Нашим горем не замедлил воспользоваться сосед — священник Виктор Утехин, о котором я уже упоминал. 

Вначале он просто выражал нам соболезнование, высказывая слова утешения, а потом постепенно при встречах стал заводить со мной разговоры на религиозные темы. 

Я не придал особого значения этим беседам. Но мне было даже интересно посостязаться с ним в спорах, я был уверен, что сумею разоблачить перед ним несостоятельность религиозных взглядов и доказать правильность материалистических взглядов на природу, на жизнь. 

Но увы, я переоценил свои силы. Когда мы впервые беседовали с ним в 1944 году, я учился лишь в седьмом классе и мне шел только пятнадцатый год. А ему в то время было за пятьдесят, и у него был большой опыт по «улавливанию душ» в религиозные сети. 

Во время наших диспутов я часто не находил достаточно веских доводов, чтобы опровергнуть утверждения противника, зато он нередко ставил меня в тупик и в конце концов сумел поколебать мою веру в материальность мира. 

И вот примерно год спустя после моей первой беседы с ним я не ответил отказом на предложение одного из приятелей зайти в собор послушать пение. Отец Виктор заметил меня там, и в конце службы церковный староста преподнес нам с приятелем по червонцу. 

— Помяните погибших на поле брани воинов, — сказал он, вручая неожиданную подачку. 

А какая-то женщина в монашеском одеянии в дополнение к деньгам вручила нам по небольшой сдобной булке. Как она была кстати: мы с матерью в тот день ничего не ели, кроме пустых щей без хлеба, так как полученное по карточкам израсходовали раньше, а новые карточки еще не получили. 

Только после я понял, что эти подачки были не чем иным, как приманкой. Никакими средствами не стесняются церковники, лишь бы заполучить новую овцу в свое стадо. 

С этого времени всякий раз, когда у нас дома истощались запасы продуктов, я стал украдкой от товарищей ходить в церковь. И не было случая, чтобы я возвращался оттуда без куска хлеба или лепешки, которые обычно раздавали там старушки, прося помянуть «усопших и убиенных». 

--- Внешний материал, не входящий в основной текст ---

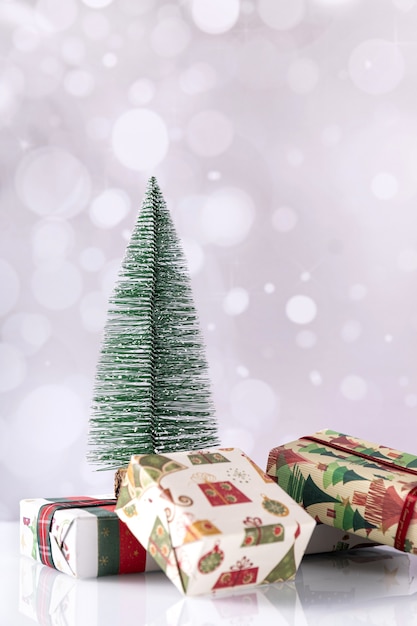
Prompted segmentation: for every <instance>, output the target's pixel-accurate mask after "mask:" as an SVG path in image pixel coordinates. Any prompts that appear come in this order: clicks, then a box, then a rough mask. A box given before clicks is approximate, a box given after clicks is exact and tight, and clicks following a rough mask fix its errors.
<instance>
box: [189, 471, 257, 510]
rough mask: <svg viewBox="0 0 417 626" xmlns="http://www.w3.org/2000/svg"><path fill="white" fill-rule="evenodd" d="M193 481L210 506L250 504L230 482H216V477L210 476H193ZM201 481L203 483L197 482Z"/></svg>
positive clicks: (232, 484) (244, 496)
mask: <svg viewBox="0 0 417 626" xmlns="http://www.w3.org/2000/svg"><path fill="white" fill-rule="evenodd" d="M193 479H194V480H196V481H197V485H198V486H199V488H200V489H201V491H202V492H203V493H204V495H205V496H206V498H207V500H208V501H209V502H210V504H211V506H223V505H228V504H240V503H243V502H252V500H251V499H250V498H248V496H246V495H245V494H244V493H243V492H242V491H240V489H238V488H237V487H236V486H235V485H234V484H233V483H232V482H231V481H230V480H221V481H217V482H216V477H215V476H212V475H211V474H201V475H197V474H196V475H194V476H193ZM201 479H203V480H204V482H201V483H200V482H198V480H201Z"/></svg>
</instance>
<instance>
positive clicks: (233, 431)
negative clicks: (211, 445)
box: [219, 428, 255, 454]
mask: <svg viewBox="0 0 417 626" xmlns="http://www.w3.org/2000/svg"><path fill="white" fill-rule="evenodd" d="M219 435H220V441H221V443H222V446H223V447H224V448H240V450H244V451H245V452H246V454H250V453H251V452H252V450H253V448H254V446H255V440H254V437H253V434H252V433H251V432H250V430H245V429H244V428H223V429H221V430H220V433H219Z"/></svg>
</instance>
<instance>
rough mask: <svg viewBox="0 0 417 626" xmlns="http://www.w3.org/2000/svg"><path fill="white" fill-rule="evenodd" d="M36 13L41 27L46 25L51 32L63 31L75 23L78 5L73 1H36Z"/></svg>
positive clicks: (66, 0)
mask: <svg viewBox="0 0 417 626" xmlns="http://www.w3.org/2000/svg"><path fill="white" fill-rule="evenodd" d="M36 12H37V14H38V16H39V18H40V19H41V23H42V25H43V26H45V25H47V26H48V28H49V29H50V30H51V31H63V30H66V29H67V28H69V27H70V26H72V24H73V23H74V22H75V20H76V18H77V15H78V5H77V3H76V2H75V0H65V2H57V1H56V0H38V1H37V3H36Z"/></svg>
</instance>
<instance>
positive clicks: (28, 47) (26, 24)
mask: <svg viewBox="0 0 417 626" xmlns="http://www.w3.org/2000/svg"><path fill="white" fill-rule="evenodd" d="M40 41H41V35H40V29H38V28H35V26H34V25H33V24H22V25H21V26H18V27H17V28H16V29H15V30H14V31H13V44H14V47H15V48H16V50H20V51H21V52H33V51H34V50H36V48H37V47H38V46H39V43H40Z"/></svg>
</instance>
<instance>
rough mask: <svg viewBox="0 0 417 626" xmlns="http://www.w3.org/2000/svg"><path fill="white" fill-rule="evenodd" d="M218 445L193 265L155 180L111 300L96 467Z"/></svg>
mask: <svg viewBox="0 0 417 626" xmlns="http://www.w3.org/2000/svg"><path fill="white" fill-rule="evenodd" d="M218 444H219V440H218V433H217V423H216V420H215V417H214V410H213V404H212V400H211V391H210V384H209V376H208V366H207V361H206V358H205V350H204V345H203V340H202V335H201V331H200V327H199V320H198V316H197V313H196V310H195V307H194V303H193V297H192V292H191V285H190V279H189V274H188V269H187V263H186V260H185V256H184V253H183V251H182V248H181V244H180V241H179V239H178V236H177V234H176V231H175V227H174V224H173V222H172V219H171V216H170V214H169V211H168V209H167V207H166V204H165V201H164V198H163V196H162V193H161V190H160V188H159V186H158V183H157V181H156V179H155V178H153V177H152V178H151V179H150V180H149V183H148V186H147V189H146V193H145V197H144V200H143V204H142V208H141V210H140V212H139V216H138V219H137V223H136V226H135V228H134V231H133V234H132V237H131V240H130V242H129V244H128V246H127V249H126V253H125V257H124V260H123V263H122V266H121V270H120V273H119V277H118V280H117V283H116V287H115V290H114V292H113V294H112V296H111V298H110V304H109V311H108V317H107V322H106V325H105V329H104V339H103V343H102V347H101V353H100V357H99V360H98V365H97V371H96V381H95V388H94V394H93V407H92V415H91V418H90V446H91V450H90V454H89V460H90V461H91V462H93V463H95V464H98V465H100V466H101V467H100V469H116V468H119V467H121V466H123V465H127V464H128V462H129V460H130V456H131V455H132V454H146V453H153V452H156V453H167V452H173V451H178V450H197V449H200V448H207V447H212V446H217V445H218Z"/></svg>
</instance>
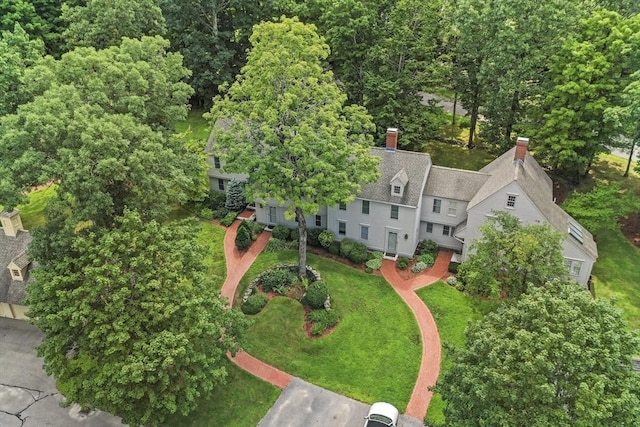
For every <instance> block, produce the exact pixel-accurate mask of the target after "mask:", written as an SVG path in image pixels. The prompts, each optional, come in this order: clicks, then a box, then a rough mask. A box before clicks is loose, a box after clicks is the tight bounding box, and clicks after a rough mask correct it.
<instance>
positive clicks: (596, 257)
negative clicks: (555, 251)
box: [467, 147, 598, 259]
mask: <svg viewBox="0 0 640 427" xmlns="http://www.w3.org/2000/svg"><path fill="white" fill-rule="evenodd" d="M515 153H516V147H513V148H512V149H510V150H509V151H507V152H506V153H504V154H503V155H502V156H500V157H498V158H497V159H496V160H494V161H493V162H491V163H489V164H488V165H487V166H485V167H484V168H482V169H480V172H481V173H485V174H488V175H490V177H489V178H488V179H487V181H486V182H485V184H484V185H483V186H482V187H481V188H480V190H479V191H478V192H477V193H476V195H475V196H474V197H473V198H472V199H471V201H470V202H469V205H468V206H467V210H470V209H472V208H473V207H474V206H476V205H478V204H479V203H481V202H482V201H484V200H486V199H487V198H488V197H490V196H492V195H493V194H495V193H496V192H498V191H500V190H501V189H502V188H504V187H506V186H507V185H509V184H510V183H512V182H514V181H516V182H517V183H518V185H519V187H520V188H521V189H522V191H523V192H524V193H525V194H526V196H527V197H528V198H529V199H530V200H531V201H532V202H533V204H535V205H536V207H537V208H538V209H539V210H540V212H541V213H542V215H543V216H544V218H545V219H546V220H547V222H548V223H549V224H550V225H551V226H553V227H554V228H556V229H557V230H558V231H561V232H563V233H567V234H568V230H569V223H570V222H573V223H575V224H578V221H576V220H575V219H573V218H572V217H571V216H570V215H569V214H568V213H566V212H565V211H564V210H562V208H560V206H558V205H556V204H555V203H554V200H553V182H552V181H551V178H549V177H548V176H547V174H546V172H545V171H544V169H543V168H542V167H541V166H540V165H539V164H538V162H536V160H535V159H534V158H533V157H532V156H531V155H530V154H529V153H528V152H526V153H525V154H524V161H519V160H514V156H515ZM582 233H583V242H582V243H579V242H578V241H577V240H576V244H578V245H580V246H581V247H582V248H583V249H584V251H585V252H586V253H587V254H588V255H590V256H592V257H593V258H594V259H595V258H597V257H598V249H597V246H596V243H595V241H594V240H593V236H592V235H591V233H589V231H587V230H586V229H584V228H583V229H582Z"/></svg>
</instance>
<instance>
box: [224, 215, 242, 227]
mask: <svg viewBox="0 0 640 427" xmlns="http://www.w3.org/2000/svg"><path fill="white" fill-rule="evenodd" d="M237 216H238V212H227V214H226V215H225V216H224V218H222V219H221V220H220V224H222V225H224V226H225V227H229V226H230V225H231V224H233V221H235V220H236V217H237Z"/></svg>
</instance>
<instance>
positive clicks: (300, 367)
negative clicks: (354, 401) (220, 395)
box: [239, 251, 421, 411]
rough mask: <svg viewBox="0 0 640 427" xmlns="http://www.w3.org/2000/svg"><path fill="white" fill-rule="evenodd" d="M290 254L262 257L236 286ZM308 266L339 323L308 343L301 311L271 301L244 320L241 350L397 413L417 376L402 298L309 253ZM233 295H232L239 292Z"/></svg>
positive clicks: (414, 333)
mask: <svg viewBox="0 0 640 427" xmlns="http://www.w3.org/2000/svg"><path fill="white" fill-rule="evenodd" d="M296 256H297V254H296V252H294V251H282V252H278V253H268V254H262V255H260V256H259V257H258V259H257V260H256V263H254V265H253V266H252V268H251V269H250V270H249V272H248V273H247V275H245V278H243V280H242V282H241V285H242V288H245V287H246V285H247V283H248V282H249V281H250V280H251V279H252V278H254V277H255V276H256V275H257V274H258V273H259V272H261V271H263V270H265V269H266V268H268V267H269V266H272V265H275V264H278V263H281V262H292V263H293V262H295V260H296V259H297V258H296ZM309 264H310V265H312V266H313V267H314V268H316V269H317V270H318V271H319V272H320V273H321V275H322V278H323V281H325V283H326V284H327V286H328V288H329V292H330V295H331V298H332V307H333V308H334V309H335V310H337V311H338V313H339V315H340V317H341V319H342V320H341V322H340V324H339V325H338V327H337V328H336V329H335V330H334V331H333V332H332V333H331V334H330V335H328V336H327V337H324V338H315V339H309V338H307V336H306V334H305V332H304V330H303V325H304V310H303V308H302V305H301V304H300V303H299V302H297V301H295V300H291V299H288V298H285V297H280V298H275V299H273V300H271V301H270V302H269V304H268V305H267V307H265V309H263V311H262V312H260V313H259V314H257V315H255V316H251V317H252V318H253V320H254V324H253V325H252V327H251V328H250V331H249V345H248V348H247V350H248V351H249V353H251V354H252V355H254V356H256V357H258V358H259V359H261V360H264V361H265V362H267V363H270V364H272V365H274V366H276V367H278V368H280V369H283V370H284V371H286V372H288V373H290V374H292V375H295V376H297V377H300V378H303V379H304V380H306V381H309V382H311V383H314V384H316V385H319V386H321V387H324V388H326V389H329V390H332V391H335V392H337V393H340V394H343V395H346V396H349V397H352V398H354V399H356V400H359V401H362V402H367V403H372V402H375V401H378V400H384V401H387V402H390V403H392V404H394V405H396V406H397V407H398V408H399V409H400V410H401V411H402V410H404V408H406V405H407V403H408V401H409V397H410V396H411V391H412V389H413V386H414V382H415V379H416V377H417V373H418V369H419V365H420V354H421V343H420V338H419V337H420V335H419V331H418V327H417V325H416V321H415V319H414V317H413V315H412V313H411V311H410V310H409V308H408V307H407V306H406V305H405V304H404V303H403V302H402V299H401V298H400V297H399V296H398V295H397V294H396V292H395V291H394V290H393V289H392V288H391V287H390V286H389V285H388V284H387V283H386V282H385V280H384V279H383V278H382V277H380V276H376V275H370V274H366V273H363V272H360V271H358V270H356V269H353V268H351V267H347V266H345V265H343V264H340V263H338V262H335V261H332V260H328V259H324V258H320V257H317V256H313V255H311V254H309ZM241 291H242V290H240V291H239V292H241Z"/></svg>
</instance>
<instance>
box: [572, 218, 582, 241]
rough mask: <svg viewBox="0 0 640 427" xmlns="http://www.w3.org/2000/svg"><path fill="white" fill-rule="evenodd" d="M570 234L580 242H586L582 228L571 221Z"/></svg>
mask: <svg viewBox="0 0 640 427" xmlns="http://www.w3.org/2000/svg"><path fill="white" fill-rule="evenodd" d="M569 234H570V235H571V236H573V238H574V239H576V240H577V241H578V242H580V243H583V242H584V238H583V237H582V227H580V226H579V225H578V224H576V223H575V222H572V221H569Z"/></svg>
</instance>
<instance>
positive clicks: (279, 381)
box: [221, 221, 452, 420]
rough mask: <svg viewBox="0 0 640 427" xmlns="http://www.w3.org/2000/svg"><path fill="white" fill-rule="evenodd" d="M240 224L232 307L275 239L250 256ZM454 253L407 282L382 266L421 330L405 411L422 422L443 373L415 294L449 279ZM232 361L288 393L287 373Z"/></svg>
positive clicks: (431, 322)
mask: <svg viewBox="0 0 640 427" xmlns="http://www.w3.org/2000/svg"><path fill="white" fill-rule="evenodd" d="M238 225H239V221H235V222H234V223H233V224H232V225H231V226H230V227H229V228H228V229H227V232H226V233H225V236H224V253H225V258H226V265H227V278H226V280H225V281H224V284H223V285H222V291H221V293H222V296H224V297H226V298H228V300H229V305H232V304H233V298H234V296H235V293H236V289H237V288H238V283H239V282H240V279H242V276H244V274H245V273H246V272H247V270H248V269H249V267H251V264H253V262H254V261H255V259H256V257H257V256H258V255H259V254H260V252H262V250H263V249H264V247H265V246H266V244H267V241H268V240H269V237H271V234H270V233H266V232H264V233H262V234H261V235H260V237H258V240H256V241H255V242H254V243H253V245H251V247H250V248H249V250H248V251H246V252H240V251H238V250H237V249H236V245H235V237H236V232H237V230H238ZM451 255H452V254H451V253H450V252H440V253H439V254H438V258H437V259H436V263H435V264H434V266H433V267H431V268H430V269H429V270H427V271H425V272H423V273H422V274H420V275H418V276H416V277H414V278H412V279H409V280H404V279H403V278H402V277H400V275H399V274H398V272H397V270H396V267H395V263H394V262H392V261H387V260H385V261H384V262H383V264H382V269H381V272H382V275H383V276H384V278H385V279H386V280H387V282H389V284H391V286H392V287H393V288H394V289H395V290H396V292H397V293H398V295H400V297H401V298H402V299H403V300H404V301H405V303H406V304H407V305H408V306H409V308H411V311H412V312H413V315H414V316H415V318H416V320H417V322H418V326H419V328H420V335H421V337H422V343H423V345H422V360H421V362H420V371H419V373H418V378H417V379H416V384H415V386H414V389H413V392H412V394H411V398H410V399H409V403H408V405H407V409H406V411H405V413H406V415H409V416H411V417H414V418H417V419H419V420H422V419H423V418H424V416H425V415H426V413H427V407H428V406H429V402H430V401H431V396H432V393H431V392H430V391H429V390H428V387H429V386H432V385H435V383H436V380H437V379H438V374H439V372H440V336H439V335H438V329H437V328H436V324H435V321H434V320H433V316H432V315H431V312H430V311H429V309H428V308H427V306H426V305H425V304H424V303H423V302H422V300H421V299H420V298H418V296H417V295H416V293H415V291H416V290H417V289H420V288H422V287H424V286H427V285H430V284H431V283H433V282H436V281H437V280H439V279H441V278H443V277H446V276H447V275H448V272H447V268H448V266H449V262H450V261H451ZM231 360H232V361H233V362H234V363H235V364H236V365H238V366H239V367H241V368H242V369H244V370H245V371H247V372H249V373H251V374H253V375H255V376H256V377H258V378H261V379H263V380H264V381H268V382H270V383H271V384H274V385H275V386H276V387H279V388H281V389H284V388H285V387H286V386H287V385H288V384H289V382H290V381H291V380H292V379H293V376H292V375H290V374H287V373H286V372H283V371H281V370H279V369H276V368H274V367H273V366H270V365H267V364H266V363H264V362H262V361H260V360H258V359H256V358H255V357H253V356H251V355H249V354H247V353H245V352H240V353H238V354H237V355H236V356H235V357H231Z"/></svg>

Так постепенно я все больше и больше отдалялся от товарищей, уходил из-под влияния школы, все крепче опутываемый церковниками, залучившими меня в свои тенета. 

Дело кончилось тем, что в 1947 году по окончании средней школы я, мечтавший о получении профессии врача, сбитый с толку церковниками, подал заявление в духовную семинарию. 

Сначала я сделал попытку поступить в Московскую семинарию, но меня не приняли туда по состоянию здоровья. 

Вернувшись домой, я подал заявление в медицинское училище и был принят туда. Но в январе 1948 года новый архиерей Оренбургский и Бузулукский Борис, до этого являвшийся ректором Саратовской духовной семинарии, пригласил меня к себе и стал уговаривать, чтобы я бросил медицинское училище и поехал учиться в Саратовскую семинарию, уверяя, что туда я буду принят.